Basically, post-modernism could be considered as a crisis of values, the transcendental ideas are being set apart by new values which could be considered superficial. In front of this problem, some still hold to the values of modernism, in an attempt to resurrect the transcendental values. On the other hand, many others hold to what I call “occasion philosophies”, theories I happen to find pretty superficial and not satisfying at all, many of them obviously sustained by those who defend the current culture. On this postmodern philosophies, I could find examples like some branches of anglosaxon pragmatic philosophies, or pseudo-religious new age taken under superficial ideas, I am sure anyone who has read Paulo Cohelo knows what I am talking about. I do not wish to close it here, as I believe there is one large branch I want to consider in this post. After the death of God Nietzsche predicted, we face nihilism. Nihilism comes from latin “nihil”, meaning “nothing”. The nihilist, seeing the death of all transcendental values, the decadence of metaphysics, simply puts asides any beliefs and falls into a total political skepticism, he does not believe in trascendence seeing it dead, he doesn’t believe in the cheap philosophies that last for ten years if lucky. It’s not being apathetic, it’s more like being hopeless.
I think this may be the first thing you've said that I agree with.

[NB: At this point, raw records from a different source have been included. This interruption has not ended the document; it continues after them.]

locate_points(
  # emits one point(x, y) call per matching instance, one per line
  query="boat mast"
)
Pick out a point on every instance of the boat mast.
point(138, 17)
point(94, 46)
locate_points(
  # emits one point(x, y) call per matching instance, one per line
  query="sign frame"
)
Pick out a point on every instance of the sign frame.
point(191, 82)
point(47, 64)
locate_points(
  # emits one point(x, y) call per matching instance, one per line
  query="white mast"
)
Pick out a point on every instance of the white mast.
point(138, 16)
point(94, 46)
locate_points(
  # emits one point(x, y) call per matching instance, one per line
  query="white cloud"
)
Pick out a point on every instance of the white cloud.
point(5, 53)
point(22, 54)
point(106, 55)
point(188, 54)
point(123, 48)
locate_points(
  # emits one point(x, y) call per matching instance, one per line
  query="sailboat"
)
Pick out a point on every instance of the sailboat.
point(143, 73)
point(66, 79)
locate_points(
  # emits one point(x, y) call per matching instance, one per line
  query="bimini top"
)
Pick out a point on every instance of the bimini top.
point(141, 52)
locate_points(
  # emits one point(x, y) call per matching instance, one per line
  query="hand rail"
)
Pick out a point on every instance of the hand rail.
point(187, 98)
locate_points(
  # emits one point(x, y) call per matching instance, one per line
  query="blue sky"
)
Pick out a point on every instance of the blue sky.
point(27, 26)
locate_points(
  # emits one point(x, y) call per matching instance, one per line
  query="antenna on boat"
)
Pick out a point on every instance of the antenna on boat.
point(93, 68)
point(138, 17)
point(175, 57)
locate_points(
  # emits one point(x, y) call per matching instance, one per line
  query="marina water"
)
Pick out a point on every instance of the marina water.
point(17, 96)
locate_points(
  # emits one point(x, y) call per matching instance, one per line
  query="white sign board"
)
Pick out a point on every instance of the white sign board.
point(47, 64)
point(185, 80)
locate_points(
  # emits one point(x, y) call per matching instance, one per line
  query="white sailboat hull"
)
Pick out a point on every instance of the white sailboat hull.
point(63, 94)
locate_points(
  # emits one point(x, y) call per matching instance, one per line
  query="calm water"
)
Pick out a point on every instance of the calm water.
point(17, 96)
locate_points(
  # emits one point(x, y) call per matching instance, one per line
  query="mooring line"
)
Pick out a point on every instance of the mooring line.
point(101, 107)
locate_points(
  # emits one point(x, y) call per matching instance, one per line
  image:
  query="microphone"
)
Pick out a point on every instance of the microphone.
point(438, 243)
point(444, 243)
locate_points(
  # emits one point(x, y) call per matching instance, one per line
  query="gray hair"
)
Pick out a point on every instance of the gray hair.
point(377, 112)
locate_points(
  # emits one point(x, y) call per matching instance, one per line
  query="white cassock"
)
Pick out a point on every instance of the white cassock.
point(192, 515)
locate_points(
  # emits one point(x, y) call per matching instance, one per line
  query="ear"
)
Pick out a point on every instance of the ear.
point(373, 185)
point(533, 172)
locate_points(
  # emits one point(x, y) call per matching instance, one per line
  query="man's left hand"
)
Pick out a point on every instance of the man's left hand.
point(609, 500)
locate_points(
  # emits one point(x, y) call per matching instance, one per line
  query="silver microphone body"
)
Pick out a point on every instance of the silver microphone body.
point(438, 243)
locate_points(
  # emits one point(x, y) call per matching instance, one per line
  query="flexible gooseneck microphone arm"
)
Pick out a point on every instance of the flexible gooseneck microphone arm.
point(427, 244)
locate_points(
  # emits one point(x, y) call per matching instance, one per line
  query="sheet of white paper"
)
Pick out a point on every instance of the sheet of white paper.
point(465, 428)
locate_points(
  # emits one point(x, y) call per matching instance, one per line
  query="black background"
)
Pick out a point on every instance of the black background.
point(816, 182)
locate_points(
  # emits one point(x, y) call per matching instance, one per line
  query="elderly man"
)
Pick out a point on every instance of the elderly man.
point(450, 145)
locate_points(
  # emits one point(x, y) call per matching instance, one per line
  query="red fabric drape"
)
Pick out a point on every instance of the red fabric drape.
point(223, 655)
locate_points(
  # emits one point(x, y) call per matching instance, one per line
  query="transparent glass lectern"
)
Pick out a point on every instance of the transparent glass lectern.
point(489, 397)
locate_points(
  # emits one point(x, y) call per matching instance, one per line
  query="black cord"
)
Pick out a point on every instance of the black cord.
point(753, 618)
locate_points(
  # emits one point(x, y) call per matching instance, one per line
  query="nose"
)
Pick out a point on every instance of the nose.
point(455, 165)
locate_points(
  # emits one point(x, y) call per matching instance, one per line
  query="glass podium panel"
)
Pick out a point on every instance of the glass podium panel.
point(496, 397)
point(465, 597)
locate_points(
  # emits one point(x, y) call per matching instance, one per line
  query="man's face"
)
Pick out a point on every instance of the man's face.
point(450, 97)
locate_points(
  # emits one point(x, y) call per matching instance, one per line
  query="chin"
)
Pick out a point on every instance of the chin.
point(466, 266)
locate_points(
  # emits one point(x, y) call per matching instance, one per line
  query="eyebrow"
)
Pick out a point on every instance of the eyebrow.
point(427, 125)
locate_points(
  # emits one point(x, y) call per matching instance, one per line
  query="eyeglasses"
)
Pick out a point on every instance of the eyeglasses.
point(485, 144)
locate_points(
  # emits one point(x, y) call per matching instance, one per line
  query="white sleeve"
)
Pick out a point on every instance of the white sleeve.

Yet, through this past year I have been able to read from other ideas, which have awakened me from the dream of reason. I don’t want to go much into this, as it will come off as excessively pedantic, and I hope you can forgive me, but I believe this names are to be taken into account if you have never read them. First came Charles Baudelaire, and then it was when I read a branch of philosophy that had always tempted me, but I had never got into: Goethe, Hölderlin, Shelling, Nietzsche, Baruch Spinoza, Herman Hesse…one would say, the romantics (or neoromantics and pre-romantics, cause Nietzsche, Spinoza and Hesse are not romantic). Here I found what had been lacking in the Enlightenment, this is, the great transcendental idea of Beauty, rescued at last from Plato, the greatest of all thinkers. And as reason is doubted, one abandons modernism.
Now you ruined it.

You are right in the first part - the general analysis - but wrong in your conclusions, because of a fault in your premises. Modernism (especially post-modernism, from what I've read) is the antithesis of the Enlightenment and of reason.

EDIT: Couldn't resist:

And here I close my part in this post. There are the ones who still believe, that fight on and on in what seems Sysiphus at work. Not because fight never gives result, it does work, but in front of the great monster of postmodernism, the hungry beast of capitalism, war passing by like a million of grey dogs, is there really any hope?
Post-modernist philosophy is also contradictory to capitalist philosophy.

Once reason is doubted, you do believe everything is yet to be done, but it seems nothing is possible. Nothing but nothingness.
This is true. Once reason's doubted, nothing is possible except suffering and delusion.